SACM awarded Curiel with the 2009 "Juventino Rosas Posthumous Recognition" prize.

==Compositions==
Curiel was an active composer throughout most of his life, his compositions were frequently performed by the Escuadrón del Ritmo and other orchestras. His works were primarily for Mexican cinema, and as such Curiel was a major contributor to the Mexican Golden age of cinema. However, Curiel wrote works in other genres, including instrumental works and songs.

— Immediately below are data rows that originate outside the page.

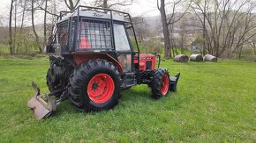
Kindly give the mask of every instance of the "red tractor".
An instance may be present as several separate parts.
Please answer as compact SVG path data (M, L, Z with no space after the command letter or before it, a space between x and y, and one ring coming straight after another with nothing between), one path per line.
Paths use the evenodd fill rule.
M67 98L79 111L93 111L113 108L122 89L138 84L147 84L155 99L177 90L179 74L171 77L159 68L159 55L139 54L128 13L88 6L61 11L51 37L46 75L50 93L40 95L33 82L35 96L27 103L36 119Z

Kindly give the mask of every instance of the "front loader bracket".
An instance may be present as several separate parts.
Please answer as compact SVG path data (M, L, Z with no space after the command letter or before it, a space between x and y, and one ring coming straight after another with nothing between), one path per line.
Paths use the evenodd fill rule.
M34 82L32 82L32 87L34 89L34 96L27 102L27 106L34 111L34 118L37 120L48 118L56 110L56 105L64 101L62 98L56 100L52 96L56 93L64 92L66 89L50 92L49 94L45 93L41 96L40 89Z
M171 92L177 92L177 84L179 79L180 73L175 76L169 76L169 90Z

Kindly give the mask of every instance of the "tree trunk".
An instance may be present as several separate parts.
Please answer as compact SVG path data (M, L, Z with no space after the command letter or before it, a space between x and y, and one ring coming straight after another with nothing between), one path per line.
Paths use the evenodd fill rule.
M45 10L47 10L47 6L48 6L47 3L48 3L48 0L45 1L45 7L44 7ZM47 37L46 37L46 30L47 30L46 29L47 28L46 27L46 25L47 25L46 24L46 18L47 18L47 12L46 11L44 11L44 19L43 19L43 46L46 46L46 43L47 43Z
M10 54L14 54L13 49L13 38L12 38L12 31L11 31L11 21L12 21L12 8L13 8L13 2L11 2L11 9L10 9L10 16L9 16L9 46L10 46Z
M33 29L33 32L34 32L34 36L35 36L35 43L36 43L36 46L37 46L37 48L39 49L40 53L41 53L42 50L41 50L41 46L40 46L40 44L39 44L39 36L38 36L38 34L37 34L37 32L36 32L36 31L35 31L35 28L34 28L34 0L32 0L32 4L31 4L31 20L32 20L32 29Z
M160 14L161 14L161 20L162 25L162 32L163 32L163 39L164 39L164 57L169 58L170 51L170 39L169 39L169 32L167 24L166 13L165 13L165 4L164 0L161 0L161 6L160 6Z

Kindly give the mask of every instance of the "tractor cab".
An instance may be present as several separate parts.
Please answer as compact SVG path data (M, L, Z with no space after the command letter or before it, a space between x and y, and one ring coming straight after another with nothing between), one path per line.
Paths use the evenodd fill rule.
M52 37L53 46L49 46L49 51L60 56L71 54L77 65L92 56L103 56L117 61L116 66L124 74L139 70L139 52L128 13L86 6L79 6L74 11L61 11ZM135 47L131 39L135 41Z

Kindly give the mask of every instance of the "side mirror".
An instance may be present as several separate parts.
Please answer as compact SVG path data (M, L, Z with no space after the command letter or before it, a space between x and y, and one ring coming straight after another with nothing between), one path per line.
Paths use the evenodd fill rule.
M46 46L46 53L55 53L55 48L52 46Z

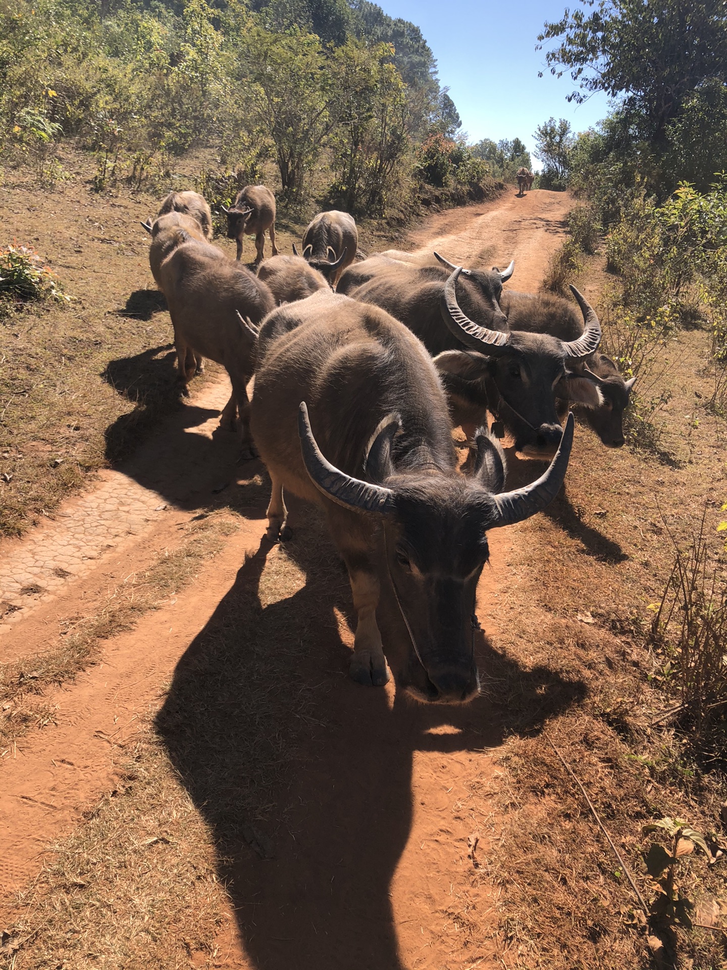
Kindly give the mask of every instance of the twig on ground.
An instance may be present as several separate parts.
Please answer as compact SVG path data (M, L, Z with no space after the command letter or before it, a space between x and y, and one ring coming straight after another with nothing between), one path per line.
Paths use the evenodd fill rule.
M603 834L606 836L606 839L608 840L609 845L614 850L614 855L618 859L618 863L621 866L621 868L622 868L622 870L624 872L624 875L626 876L626 879L631 884L631 889L636 893L636 898L639 900L639 902L641 904L641 907L644 910L644 915L646 916L647 913L648 912L648 907L647 906L647 904L646 904L646 902L644 900L644 896L641 894L641 892L639 891L639 887L634 882L634 877L631 875L631 870L626 865L626 863L623 861L623 859L621 857L621 854L616 849L616 845L614 844L614 840L611 838L611 836L609 835L609 833L608 833L608 831L606 829L606 826L601 822L601 819L600 819L600 817L598 815L598 812L596 812L596 810L595 810L593 802L588 797L587 792L585 791L585 789L581 784L581 782L580 782L578 776L576 775L575 771L573 770L573 768L570 766L570 764L568 764L568 762L566 761L566 760L563 758L563 756L560 754L560 752L557 750L557 748L555 747L555 745L551 740L551 735L548 733L548 731L544 731L543 733L545 734L546 740L548 741L548 743L550 744L550 746L553 748L553 750L557 755L558 760L560 761L560 763L563 765L563 767L565 768L565 770L568 772L568 774L574 780L574 782L576 783L576 785L578 785L578 787L581 789L581 793L583 794L584 798L585 799L585 804L590 809L593 818L596 820L596 824L598 824L598 827L601 829L601 831L603 832Z

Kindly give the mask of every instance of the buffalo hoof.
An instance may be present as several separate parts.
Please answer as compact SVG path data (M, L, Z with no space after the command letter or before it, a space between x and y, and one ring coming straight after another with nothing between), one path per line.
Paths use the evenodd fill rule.
M357 650L351 658L349 675L357 684L365 687L383 687L389 683L389 667L383 655L368 650Z
M293 538L293 530L288 525L281 528L278 523L274 522L266 529L265 537L269 542L288 542Z

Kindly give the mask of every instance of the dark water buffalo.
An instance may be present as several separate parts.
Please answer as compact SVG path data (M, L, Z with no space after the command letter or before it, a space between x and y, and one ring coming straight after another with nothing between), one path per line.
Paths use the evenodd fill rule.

===Selected filmography===
Curiel's work and musical talent was dedicated to mostly Mexican film, he had written approximately 180 pieces of musical work for film music. The most notable are listed below:
- Santa (1943)
- A Woman's Diary (1944)
- The Hour of Truth (1945)
- The Mulatta of Cordoba (1945)
- I Am a Fugitive (1946)
- Fly Away, Young Man! (1947)
- The Shadow of the Bridge (1948)
- The Genius (1948)
- Juan Charrasqueado (1948)
- The Newlywed Wants a House (1948)
- Spurs of Gold (1948)
- The Fallen Angel (1949)
- Opium (1949)
- Love in Every Port (1949)
- Don't Love Me So Much (1949)
- The Magician (1949)
- Doctor on Call (1950)
- Black Angustias (1950)
- Treacherous (1950)
- Beauty Salon (1951)
- The Cry of the Flesh (1951)
- Stolen Paradise (1951)
- We Maids (1951)
- Among Lawyers I See You (1951)
- Streetwalker (1951)
- Paco the Elegant (1952)
- Private Secretary (1952)
- Seven Women (1953)
- The Three Elenas (1954)
- After the Storm (1955)
- Look What Happened to Samson (1955)
- The Bandits of Cold River (1956)
- Barefoot Sultan (1956)
- A Few Drinks (1958)

===Piano concertos===
Curiel had written 3 piano concertos, the 2nd being partially lost but recovered by Arturo Rodríguez, and the 3rd left unfinished with only 1 movement.
- Piano Concerto no. 1 (1948?) (3 movements; D♭ major)
- Piano Concerto no. 2 (1950) (3 movements; D minor)
- Piano Concerto no. 3 (Incomplete, premiered 1967) (1 movement)

===Selected songs===
Curiel was a co-author to many songs and "Popular Music".
- Vereda tropical
- Noche de Luna
- Incertidumbre
- Un Gran Amor
- Temor
- Desesperanza
- Son tus ojos verde mar
- Sorpresa (Music by Gonzalo Curiel. Lyrics by Alfonso Espriú Herrera)
- Traicionera
- Morena linda
- Dime
- Caminos de ayer
- Tu Partida (Music by Gonzalo Curiel. Lyrics by Ricardo López Méndez)
- Déjame (Music by Gonzalo Curiel. Lyrics by Ricardo López Méndez)

==Bibliography==
- Andrew Grant Wood. Agustin Lara: A Cultural Biography. OUP USA, 2014.